## Astra Schema

### Initialise Connection

In [None]:
from astra_db import AstraSession

session = AstraSession().session

## Schema

### Create Tables

In [None]:
#
# Communications Table
#
session.execute(
    """
    CREATE TABLE IF NOT EXISTS communications (
    communication_id TEXT,
    comm_date TIMESTAMP,
    customer_id TEXT,
    channel TEXT,
    category_group TEXT,
    category TEXT,
    activity_name TEXT,
    PRIMARY KEY ((communication_id), comm_date) );
    """
)

### Create CAP Tables

#### Daily Tables

**Columns**

* activity_name: assumed to be around 10 characters e.g. "mortgage" or "creditcard"
* comm_date: the day (bucket) date in the format YYYYMMDD; there is a new partition for each day.
* comm_time: the time a message is written in the format HHMMSSssss; there is a new row for each write message time.
* comm_offset_time: the time offset in the same format as comm_time; use this in conjunction with comm_offset_count to reduce the number of rows read.
* comm_offset_count: the number of messages from the start of the day to comm_offset_time.

There is no need to store the message id as we just want to count the number of messages in a given time period. To save on space, we store the time the message was written in a custom format that is smaller than a timestamp.


#### Weekly Tables
This table will store the number of messages sent on every day in a given year for a given activity.

**Columns**
* activity_name: assumed to be around 10 characters e.g. "mortgage" or "creditcard"
* comm_date: the day date in the format YYYYMMDD; there is a new row for each day in the week.
* comm_count: the number of messages sent for the given comm_date day.

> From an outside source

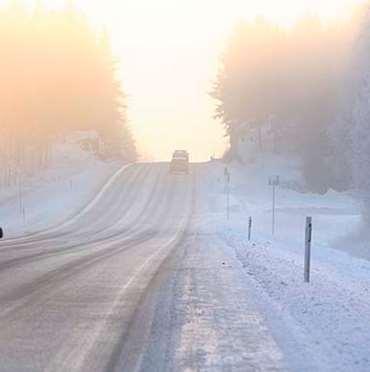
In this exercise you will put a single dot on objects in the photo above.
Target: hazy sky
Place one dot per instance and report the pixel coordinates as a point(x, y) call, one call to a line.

Rather than store each message sent in a day for an activity, we store the total number of messages sent in a day. 
This significantly reduces the number of rows stored and the amount of work the application needs to do to get 
the total number of messages sent for a certain time period. 
The number of messages sent in a day can be obtained from the comm_by_activity_day table and used to populate this table.

In [None]:
#
# Communications by Activity
#
# This table will store the number of messages sent in a day for a given activity.
#
session.execute(
    """
    CREATE TABLE IF NOT EXISTS comm_by_activity_day (
        activity_name text,
        comm_date int, 
        comm_time int, 
        comm_offset_time int static,
        comm_offset_count int static,
        PRIMARY KEY ((activity_name, comm_date), comm_time)
    ) WITH CLUSTERING ORDER BY (comm_time DESC) AND default_time_to_live = 604800;
    """
)

#
# This table will store the number of messages sent on every day in a given year for a given activity.
#
session.execute(
    """
    CREATE TABLE IF NOT EXISTS comm_by_activity_week (
        activity_name text,
        comm_date int,
        comm_count int,
        PRIMARY KEY ((activity_name), comm_date)
    ) WITH CLUSTERING ORDER BY (comm_date DESC) AND default_time_to_live = 7776000;
    """
)

## Drop Schema

In [None]:
session.execute("DROP TABLE IF EXISTS communications")
session.execute("DROP TABLE IF EXISTS comm_by_activity_day")
session.execute("DROP TABLE IF EXISTS comm_by_activity_week")